Texte intégral
Copies exécutoires REPUBLIQUE FRANCAISE
délivrées aux parties le : AU NOM DU PEUPLE FRANCAIS
COUR D'APPEL DE PARIS
Pôle 4 - Chambre 2
ARRET DU 28 JUIN 2023
(n° , 9 pages)
Numéro d'inscription au répertoire général : N° RG 22/11514 - N° Portalis 35L7-V-B7G-CF7Z3
Décision déférée à la Cour : Ordonnance du 02 Février 2022 -Juge de la mise en état de BOBIGNY - RG n° 21/06908
APPELANT
SYNDICAT DE COPROPRIETAIRES [Adresse 3] représenté par son syndic la société ARCHIGESTIM, SARL immatriculée au RCS de Paris sous le n° B 519 552 319
C/O Société ARCHIGESTIM
[Adresse 2]
[Localité 4]
Représenté par Me Michel BOHBOT, avocat au barreau de PARIS, toque : B0213
INTIMES
Monsieur [V] [N]
né le 19 octobre 1946 au [Localité 6]
[Adresse 1]
[Localité 5]
Représenté par Me Virginie BOUILLIEZ, avocat au barreau de PARIS, toque : E0607
Monsieur [E] [F]
né le 24 janvier 1979
[Adresse 3]
[Localité 5]
Représenté par Me Joanna GRAUZAM substituée à l'audience par Me Karen SITBON - CABINET GRAUZAM - avocat au barreau de PARIS, toque : C1117
Madame [P] [I]
née le 17 janvier 1982
[Adresse 3]
[Localité 5]
Représentée par Me Joanna GRAUZAM substituée à l'audience par Me Karen SITBON - CABNINET GRAUZAM - avocat au barreau de PARIS, toque : C1117
COMPOSITION DE LA COUR :
En application des dispositions des articles 805 et 905 du code de procédure civile, l'affaire a été débattue le 18 Avril 2023, en audience publique, les avocats ne s'y étant pas opposés, devant Madame Muriel PAGE, Conseillère, chargée du rapport.

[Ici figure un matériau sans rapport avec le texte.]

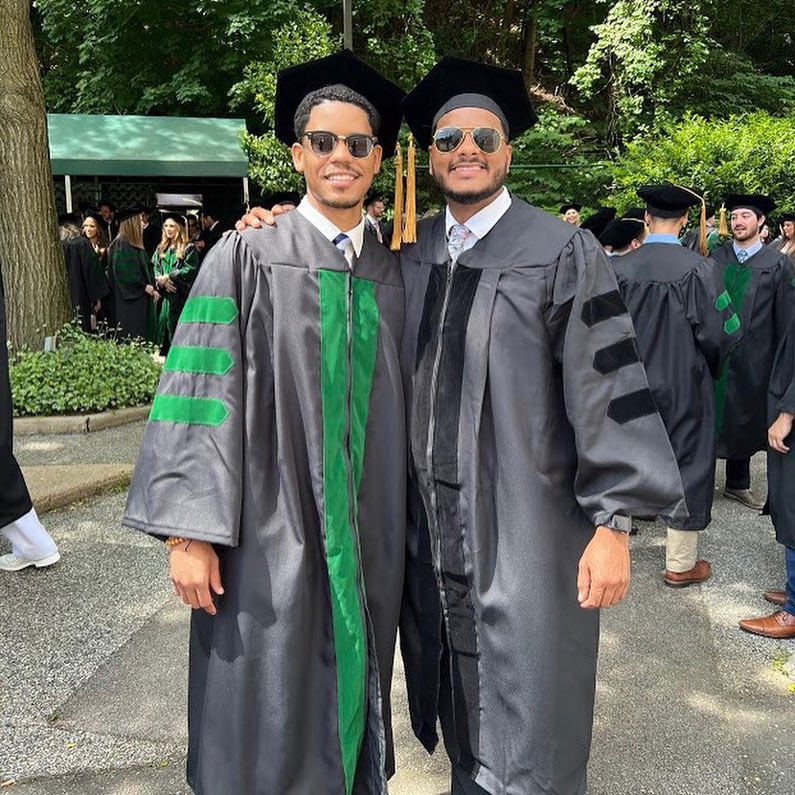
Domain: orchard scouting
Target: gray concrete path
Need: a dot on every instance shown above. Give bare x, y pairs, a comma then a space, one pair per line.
94, 650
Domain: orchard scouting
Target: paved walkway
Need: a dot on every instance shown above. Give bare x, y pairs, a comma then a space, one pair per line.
92, 669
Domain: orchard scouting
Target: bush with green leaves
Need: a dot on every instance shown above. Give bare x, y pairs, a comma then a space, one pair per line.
753, 153
86, 373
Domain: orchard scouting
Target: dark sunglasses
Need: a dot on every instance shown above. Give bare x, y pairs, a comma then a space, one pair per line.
448, 139
324, 143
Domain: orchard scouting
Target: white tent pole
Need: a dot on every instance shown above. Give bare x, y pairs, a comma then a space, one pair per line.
67, 180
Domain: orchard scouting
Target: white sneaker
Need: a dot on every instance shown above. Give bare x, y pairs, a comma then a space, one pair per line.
13, 563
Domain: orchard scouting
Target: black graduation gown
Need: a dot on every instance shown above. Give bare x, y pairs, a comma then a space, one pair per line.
87, 282
685, 326
129, 271
528, 429
14, 496
152, 237
763, 293
781, 468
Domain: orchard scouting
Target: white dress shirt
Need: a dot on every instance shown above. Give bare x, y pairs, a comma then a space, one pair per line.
483, 221
329, 230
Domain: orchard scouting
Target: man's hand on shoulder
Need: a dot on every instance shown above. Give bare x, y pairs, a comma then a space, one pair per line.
258, 216
779, 431
195, 572
603, 576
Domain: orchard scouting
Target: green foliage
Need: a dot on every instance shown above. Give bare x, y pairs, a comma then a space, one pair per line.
752, 153
643, 53
86, 373
557, 161
310, 36
146, 56
655, 60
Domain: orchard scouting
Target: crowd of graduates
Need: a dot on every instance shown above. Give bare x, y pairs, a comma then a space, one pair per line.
131, 270
543, 395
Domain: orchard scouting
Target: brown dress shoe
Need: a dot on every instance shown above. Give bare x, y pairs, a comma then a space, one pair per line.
681, 579
776, 597
778, 625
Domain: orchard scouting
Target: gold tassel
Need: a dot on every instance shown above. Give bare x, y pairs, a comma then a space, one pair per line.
397, 221
410, 219
723, 229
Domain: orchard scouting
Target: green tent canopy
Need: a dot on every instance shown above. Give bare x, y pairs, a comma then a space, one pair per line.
146, 146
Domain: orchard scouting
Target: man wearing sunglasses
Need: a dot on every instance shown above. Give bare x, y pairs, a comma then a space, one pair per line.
274, 465
533, 437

Ce magistrat a rendu compte des plaidoiries dans le délibéré de la Cour, entendu en son rapport, composée de :
M. Jean-Loup CARRIERE, Président de Chambre
Madame Muriel PAGE, Conseillère
Madame Nathalie BRET, Conseillère
Greffier, lors des débats : Mme Dominique CARMENT
ARRET :
- CONTRADICTOIRE
- par mise à disposition de l'arrêt au greffe de la Cour, les parties en ayant été préalablement avisées dans les conditions prévues au deuxième alinéa de l'article 450 du code de procédure civile.
- signé par M. Jean-Loup CARRIERE, Président de Chambre, et par Mme Dominique CARMENT, Greffière présente lors du prononcé.
* * * * * * * * * * *
FAITS & PRÉTENTIONS
L'immeuble situé [Adresse 3] est soumis au statut de
la copropriété.
M. [V] [N] détient les lots n°7, 8, 63 et 64. M. [E] [F] et Mme [P] [I] détiennent les lots n°15, 16 et 17.
Le 12 septembre 2014, l'assemblée générale des copropriétaires a voté :
- par résolution n°17,
la modification de l'état descriptif de division avec la création d'un nouveau lot de copropriété destiné à être cédée, portant le n°85, situé au 2ème étage,
la vente du lot n°85 à M. [E] [F] pour un prix de 100 €,
la modification de l'état descriptif de division par la création d'un lot de copropriété destiné à être cédé, portant le n°84, situé au 2ème étage,
la vente du lot n°84 à M. [E] [F] pour un prix de 5.083 €,
la création d'un nouveau lot de copropriété, portant le n°88, situé au 2ème étage, par réunion des lots 15, 16, 17, 84 et 85,
- par résolution n°19,
qu'il soit donné mandat au syndic de réaliser la modification de l'état descriptif de division et faire publier le règlement de copropriété modifié et de représenter la copropriété lors de la signature des actes de vente.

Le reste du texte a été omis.